The semester started with the study of NURBS geometry, but professor Neil Calkin soon convinced me to study his favorite origami, which is based on the hyperbolic paraboloid, or hypar, for short. I eventually wrote a Grasshopper VB component that modeled the folding of the hypar, seen in the video below.
Neil and I submitted these origami to Clemson's annual Science as Art contest, and won 2nd place (although on their web site it looks like we got first place in photography, for some reason). Neil did the folded pieces, and I did the resin model. Thanks to professor Doug Hecker for granting access to the V-Flash Desktop Prototyping machine.
These "pleated hyperbolic paraboloid" origami demonstrate the concept of a doubly ruled surface, whose applications within architecture enable material efficiencies when forming curved surfaces. A singly ruled surface can be created by sweeping a straight line through space. Only three particular surfaces – the plane, the hyberboloid of one sheet, and the hyperbolic paraboloid – are doubly ruled surfaces, which contain two sets of straight lines. These surfaces are especially useful within architecture, because they can form opposing sets of cross-members, all built from straight pieces, folded sheets, or cables in tension.

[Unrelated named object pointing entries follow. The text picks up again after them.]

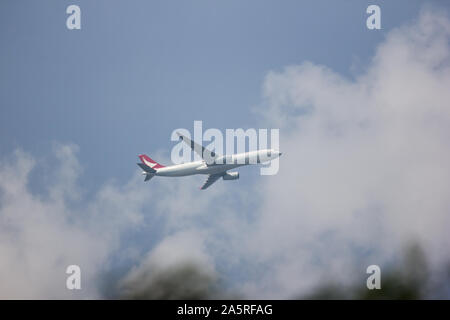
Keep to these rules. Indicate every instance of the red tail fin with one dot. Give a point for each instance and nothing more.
(149, 162)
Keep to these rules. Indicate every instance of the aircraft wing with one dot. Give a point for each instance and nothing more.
(211, 179)
(208, 155)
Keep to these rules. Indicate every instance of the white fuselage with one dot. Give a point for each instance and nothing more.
(221, 164)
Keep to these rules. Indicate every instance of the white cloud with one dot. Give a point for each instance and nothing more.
(41, 235)
(365, 169)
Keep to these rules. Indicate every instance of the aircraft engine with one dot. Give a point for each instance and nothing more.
(231, 176)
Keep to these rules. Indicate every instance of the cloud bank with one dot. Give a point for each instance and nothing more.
(365, 170)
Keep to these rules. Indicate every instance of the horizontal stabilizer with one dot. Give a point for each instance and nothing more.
(148, 176)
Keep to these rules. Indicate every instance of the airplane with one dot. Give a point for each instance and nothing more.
(212, 164)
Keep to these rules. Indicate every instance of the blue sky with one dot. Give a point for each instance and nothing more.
(139, 69)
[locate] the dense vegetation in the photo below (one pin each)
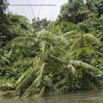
(52, 57)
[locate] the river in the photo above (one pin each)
(80, 97)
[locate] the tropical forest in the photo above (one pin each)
(47, 57)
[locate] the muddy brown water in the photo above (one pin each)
(80, 97)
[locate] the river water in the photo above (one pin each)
(80, 97)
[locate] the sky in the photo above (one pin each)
(50, 9)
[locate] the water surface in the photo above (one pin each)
(80, 97)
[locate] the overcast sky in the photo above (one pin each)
(50, 12)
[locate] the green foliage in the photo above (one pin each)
(57, 57)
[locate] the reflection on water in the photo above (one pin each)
(81, 97)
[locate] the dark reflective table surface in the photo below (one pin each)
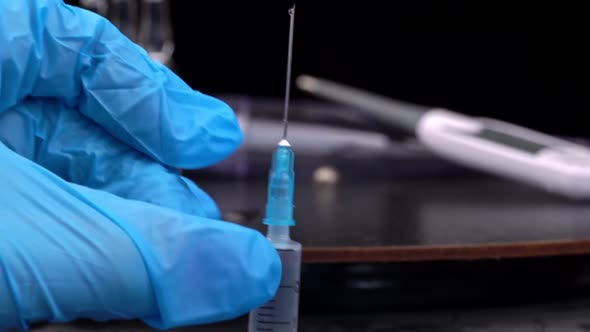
(444, 217)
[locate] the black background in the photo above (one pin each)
(517, 61)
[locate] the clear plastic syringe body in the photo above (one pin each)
(280, 314)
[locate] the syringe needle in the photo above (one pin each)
(288, 80)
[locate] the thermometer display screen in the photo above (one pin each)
(510, 140)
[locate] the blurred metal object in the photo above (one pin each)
(155, 30)
(100, 7)
(123, 14)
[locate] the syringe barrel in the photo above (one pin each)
(281, 313)
(281, 183)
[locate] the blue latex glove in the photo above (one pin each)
(94, 221)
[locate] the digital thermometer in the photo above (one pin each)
(499, 148)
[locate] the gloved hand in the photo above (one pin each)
(94, 221)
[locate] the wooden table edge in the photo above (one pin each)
(377, 254)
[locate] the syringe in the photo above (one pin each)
(280, 314)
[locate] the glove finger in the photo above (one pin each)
(65, 52)
(79, 151)
(84, 253)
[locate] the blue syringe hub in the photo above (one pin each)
(281, 184)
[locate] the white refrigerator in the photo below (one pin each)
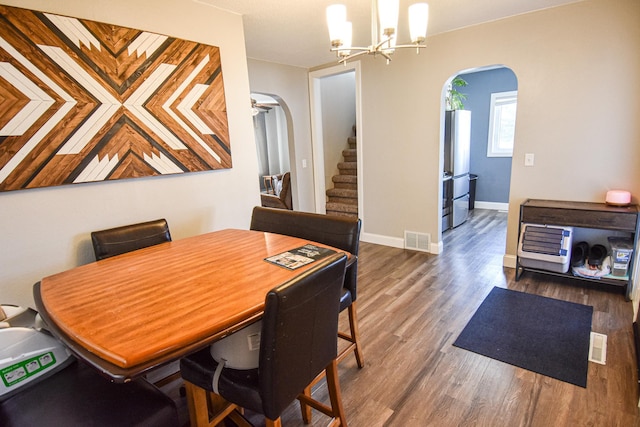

These types of curved structures offer sustainable building solutions, being materially light and structurally efficient. In analyzing the folding of these origami, we seek to understand more about the structural properties of folded sheets, and possible applications towards space packing and panelized modular systems. The geometric relations between the faces of the origami is useful in understanding kinetic sculptures and movable, bendable structures. The paper origami shown here demonstrate some interesting physical properties of paper, that will differ from more rigid materials such as steel sheets. As proven in 2009 by Erik Demaine, et al., in their paper "(Non)existence of Pleated Folds: How Paper Folds Between Creases," the fold pattern from which we create these paper origami is incomplete – to model these from a less deformable material, an extra crease must exist across the quadrilateral faces. The physics of the paper will attempt to reconcile this missing crease through crumpling or bending, while a more rigid material would require it to be explicitly formed. The resin model shown here was created using a 3D rapid prototyping machine, with a stereolithograph file created using Grasshopper generative modeling software. To approximate the impossible smooth quadrilateral faces, the surfaces were triangulated into polygon meshes before prototyping.